Another part of that Sean Murphy trade, Royber Salinas does something that astonishes me.
- Born: April 10, 2001
- B/T: Right/Right
- 6’3″, 205-lbs
- Signed by the Atlanta Braves in 2018 out of Venezuela
His raw numbers are listed above courtesy of baseball-reference.com. Let’s aggregate by year then focus on the important numbers for minor leaguers:
That walk column is like a superhighway bursting through the chart. But what I find amazing — no, astonishing — is how well the rest of the chart looks despite that smoking crater of a walk rate.
And really, it’s thanks to that superior strikeout rate. When you see a strikeout rate that begins with a “3,” you know you have dominance. When it begins with a “4” it’s headline making. So when I see a “5” I remove my hat and shoes and bow in my best not-worthy manner. A-ball batters were soooo glad to see Salinas move to High-A.
There his strikeout rate settled back into normal excellence, his walk rate remained the same as it was on the day Salinas was born, and the WHIP and xFIP were decent.
Ignore September, for that was just one start, and it shows on any given day you might see a Salinas gem.
But the rest of the time it’s so rock solid, other than the Ks dipping in June, that I think Salinas must wake up on game day and wonder to himself which three or four batters he’s going to walk that day.
Handedness K% and BB%
A (vs RH): 55%K and 13%BB. (vs LH): 58%K and 13%BB.
A+ (vs RH): 35%K and 13%BB. (vs LH): 31%K and 15%BB.
Again, A-ball dominance so complete that if he hadn’t walked a bunch of guys they might be rethinking their life choices about now.
I see no splits. He strikes out anything that moves, and then draws three or four names out of a hat to feel sorry for.
Well, the walks, silly!
He hasn’t reached Double-A yet, so what will his strikeout rate be when he gets there?

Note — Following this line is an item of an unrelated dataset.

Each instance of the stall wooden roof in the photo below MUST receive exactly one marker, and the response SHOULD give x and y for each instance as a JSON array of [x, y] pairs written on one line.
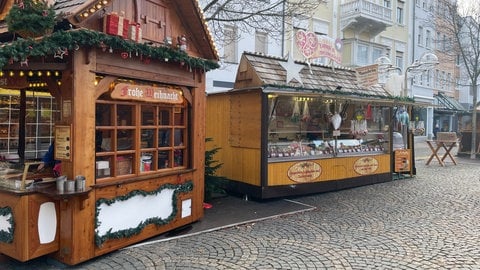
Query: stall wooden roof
[[267, 72], [189, 10]]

Plus there was this recent report:
The A’s seem to have combed Atlanta’s system for Absolute Units and picked the 21-year-old righty Salinas, whom Eric describes as a “husky guy.” Salinas sits 94-95 with an excellent slider and a seldom-used curveball that gets an elite swing-and-miss rate. In 2022, he made 25 starts across two levels of A-ball and struck out 175 batters in just 109 innings; it’s easy to see why Oakland likes him. The drawbacks: 63 walks in those same 109 innings, and substantial reliever risk because of a lack of athleticism as well as a high walk rate. But his breaking stuff is so good that if he ends up airing out in the ‘pen, he could become a very good reliever.FanGraphs 12/12/2022
The kid has a talent for striking guys out. Managers love that.

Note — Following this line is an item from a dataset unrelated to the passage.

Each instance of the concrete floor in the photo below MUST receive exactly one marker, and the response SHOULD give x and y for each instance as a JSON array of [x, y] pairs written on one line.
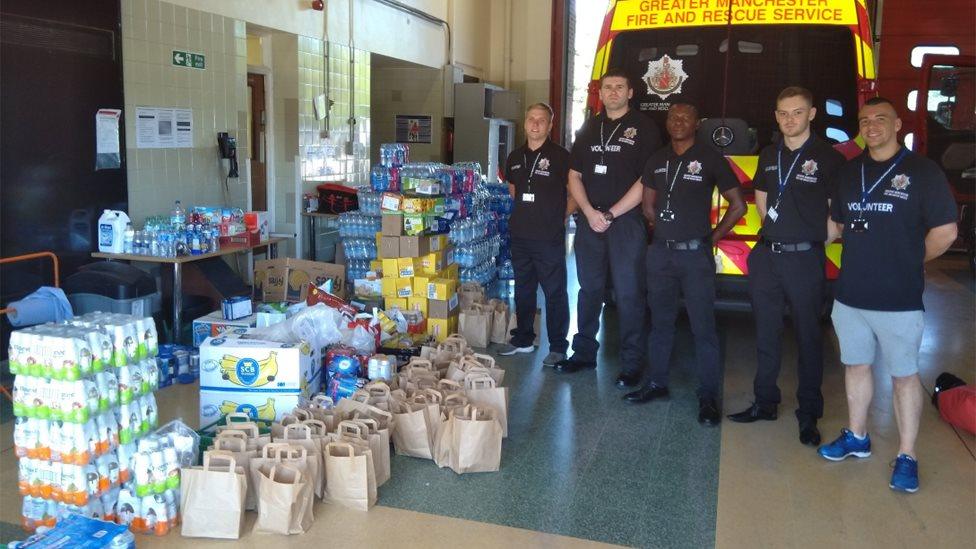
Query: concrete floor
[[581, 467]]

The kid has a rock-solid tendency to walk guys. Managers hate that.
Managers really hate starters who walk too many. Salinas as a reliever? Scary good, if a bit messy on the base paths. As long as he cleans up his own messes, managers will love a guy like this.
But until you see his control improve (and he’s 21 now, so we are running out of excuses), this is a pen arm in the making. A good one, but just that.